Orang Perseorangan (Individu)
Orang perseorangan juga dapat dianggap sebagai subjek
hukum internasional, meskipun dalam arti yang terbatas. Dalam perjanjian
perdamaian Versailles 1919 yang mengakhiri Perang Dunia I antara Jerman dengan
Inggris dan Perancis (bersama masing-masing sekutunya) sudah terdapat
pasal-pasal yang memungkinkan orang perseorangan mengajukan perkara ke hadapan
Mahkamah Arbitrase Internasional. Dengan demikian sejak itu sudah ditinggalkan
dalil lama bahwa hanya negara yang bisa menjadi pihak di depan suatu peradilan
internasional.
f.
Pemberontak dan Pihak Dalam Sengketa
(Belligerent)
Menurut hukum
perang, dalam beberapa keadaan tertentu pemberontak dapat memperoleh kedudukan
dan hak sebagai pihak yang bersengketa. Akhir-akhir ini muncul perkembangan
baru yang mirip dengan pengakuan terhadap status pihak yang bersengketa dalam
perang. Namun, perkembangan baru tersebut memiliki ciri-ciri lain yang khas. Perkembangan
baru tersebut memiliki ciri lain yang khas.

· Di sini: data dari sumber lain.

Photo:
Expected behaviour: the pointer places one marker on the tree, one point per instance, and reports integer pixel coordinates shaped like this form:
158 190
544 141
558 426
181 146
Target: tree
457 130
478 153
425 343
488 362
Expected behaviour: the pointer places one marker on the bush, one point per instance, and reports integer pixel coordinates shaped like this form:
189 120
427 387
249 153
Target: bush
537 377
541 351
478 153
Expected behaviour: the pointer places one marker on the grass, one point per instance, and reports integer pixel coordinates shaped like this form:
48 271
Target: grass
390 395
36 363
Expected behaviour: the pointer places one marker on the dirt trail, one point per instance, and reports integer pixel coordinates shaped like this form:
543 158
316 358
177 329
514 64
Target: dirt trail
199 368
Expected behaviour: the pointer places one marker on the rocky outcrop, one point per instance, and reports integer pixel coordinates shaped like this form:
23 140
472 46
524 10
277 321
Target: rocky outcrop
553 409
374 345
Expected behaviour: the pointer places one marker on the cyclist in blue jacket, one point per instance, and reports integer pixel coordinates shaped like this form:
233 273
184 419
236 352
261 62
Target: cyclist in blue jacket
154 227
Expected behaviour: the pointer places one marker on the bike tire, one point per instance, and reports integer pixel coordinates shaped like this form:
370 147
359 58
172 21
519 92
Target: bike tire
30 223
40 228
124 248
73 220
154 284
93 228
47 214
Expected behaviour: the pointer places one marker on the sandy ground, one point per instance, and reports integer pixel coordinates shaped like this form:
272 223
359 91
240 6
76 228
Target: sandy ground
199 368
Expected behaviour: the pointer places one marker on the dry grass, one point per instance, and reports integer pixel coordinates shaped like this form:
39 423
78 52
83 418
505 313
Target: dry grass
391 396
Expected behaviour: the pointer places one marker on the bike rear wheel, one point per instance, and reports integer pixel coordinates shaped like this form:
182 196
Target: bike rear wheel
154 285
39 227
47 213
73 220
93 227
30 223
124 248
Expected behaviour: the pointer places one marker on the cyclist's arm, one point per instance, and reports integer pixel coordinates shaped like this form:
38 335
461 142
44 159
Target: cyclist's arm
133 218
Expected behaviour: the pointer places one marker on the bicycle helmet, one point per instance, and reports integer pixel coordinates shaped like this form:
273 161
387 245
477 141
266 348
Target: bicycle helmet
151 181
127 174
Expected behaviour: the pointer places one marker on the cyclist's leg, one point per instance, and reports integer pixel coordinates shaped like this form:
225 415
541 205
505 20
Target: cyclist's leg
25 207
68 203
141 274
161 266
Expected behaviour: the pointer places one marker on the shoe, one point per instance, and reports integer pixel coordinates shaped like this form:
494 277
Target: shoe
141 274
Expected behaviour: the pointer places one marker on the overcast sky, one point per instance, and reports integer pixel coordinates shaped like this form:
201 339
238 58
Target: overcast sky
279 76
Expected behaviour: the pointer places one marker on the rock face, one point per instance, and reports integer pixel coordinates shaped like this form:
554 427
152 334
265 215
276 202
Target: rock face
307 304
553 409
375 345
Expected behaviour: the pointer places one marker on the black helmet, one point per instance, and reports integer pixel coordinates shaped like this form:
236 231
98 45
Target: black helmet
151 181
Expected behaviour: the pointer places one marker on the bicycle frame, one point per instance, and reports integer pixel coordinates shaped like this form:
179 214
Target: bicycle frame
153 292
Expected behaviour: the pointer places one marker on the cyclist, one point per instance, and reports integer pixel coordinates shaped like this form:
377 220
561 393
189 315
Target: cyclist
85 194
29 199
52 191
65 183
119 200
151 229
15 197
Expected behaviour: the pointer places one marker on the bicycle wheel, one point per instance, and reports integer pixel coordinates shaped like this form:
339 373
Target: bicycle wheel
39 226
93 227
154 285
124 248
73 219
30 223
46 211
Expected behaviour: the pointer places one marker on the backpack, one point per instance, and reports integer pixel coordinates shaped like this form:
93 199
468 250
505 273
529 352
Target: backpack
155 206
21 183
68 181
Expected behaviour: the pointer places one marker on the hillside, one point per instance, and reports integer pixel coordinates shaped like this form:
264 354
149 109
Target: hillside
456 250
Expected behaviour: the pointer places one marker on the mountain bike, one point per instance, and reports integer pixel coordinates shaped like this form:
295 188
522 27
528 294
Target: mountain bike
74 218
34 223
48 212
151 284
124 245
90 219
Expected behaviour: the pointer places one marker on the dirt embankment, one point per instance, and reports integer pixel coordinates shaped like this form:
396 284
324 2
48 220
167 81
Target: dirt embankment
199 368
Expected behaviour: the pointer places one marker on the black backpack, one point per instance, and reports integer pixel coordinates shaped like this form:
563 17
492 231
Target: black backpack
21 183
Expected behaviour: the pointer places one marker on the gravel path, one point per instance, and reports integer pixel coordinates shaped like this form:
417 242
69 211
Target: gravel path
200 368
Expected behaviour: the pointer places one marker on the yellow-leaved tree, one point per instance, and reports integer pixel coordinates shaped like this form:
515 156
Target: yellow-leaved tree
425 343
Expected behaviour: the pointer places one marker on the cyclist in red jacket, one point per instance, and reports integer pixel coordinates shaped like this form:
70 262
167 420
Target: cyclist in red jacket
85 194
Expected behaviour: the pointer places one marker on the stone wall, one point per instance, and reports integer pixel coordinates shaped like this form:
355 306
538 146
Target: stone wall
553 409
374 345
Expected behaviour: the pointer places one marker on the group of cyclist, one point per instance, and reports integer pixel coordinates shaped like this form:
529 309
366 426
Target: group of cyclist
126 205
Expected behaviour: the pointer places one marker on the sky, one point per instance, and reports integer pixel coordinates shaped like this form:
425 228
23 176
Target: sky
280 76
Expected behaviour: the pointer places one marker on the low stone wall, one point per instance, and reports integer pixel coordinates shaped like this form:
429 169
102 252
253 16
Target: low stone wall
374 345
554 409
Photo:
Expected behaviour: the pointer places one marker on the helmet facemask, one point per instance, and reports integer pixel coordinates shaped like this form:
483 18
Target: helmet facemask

Perkembangan baru tersebut adalah
adanya pengakuan terhadap gerakan
pembebasan.
Materi Hukum Internasional
Pada
prinsipnya hukum internasional bermaterikan ‘hukum internasional dalam keadaan
damai’ dan ‘hukum internasional perang’.
Materi hukum
internasional damai antara lain :
a.
Aturan tentang penentuan batas-batas
wilayah suatu negara
b.
Aturan tentang organ-organ yang
bertindak sebagai wakil negara-negara, misalnya : Kepala Negara, Duta, Konsul,
dan sebagainya.
c.
Aturan tentang terjadinya, bekerjanya,
dan hapusnya traktat.
d.
Aturan tentang akibat-akibat perbuatan
yang melanggar hukum internasional, seperti : embargo, blokade dan sebagainya.
e.
Aturan tentang kepentingan bersama
yang bisa dilakukan oleh negara-negara seperti kerja sama bidang ekonomi,
pendidikan, budaya dan sebagainya.
Daftar Pustaka
Bisri, Ilham.2010. Sistem Hukum Indonesia.Jakarta:
Rajawali Press.
Ardiwisastra, Yudha Bhakti. 2003. Hukum Internasional. Bandung:Bunga Rampai.
Suteng, Bambang.2007.Pendidikan
Kewarganegaraan.Jakarta: Penerbit Erlangga.
Starke, JG.1989.Pengantar
Hukum Internasional.Jakarta:Sinar Grafika.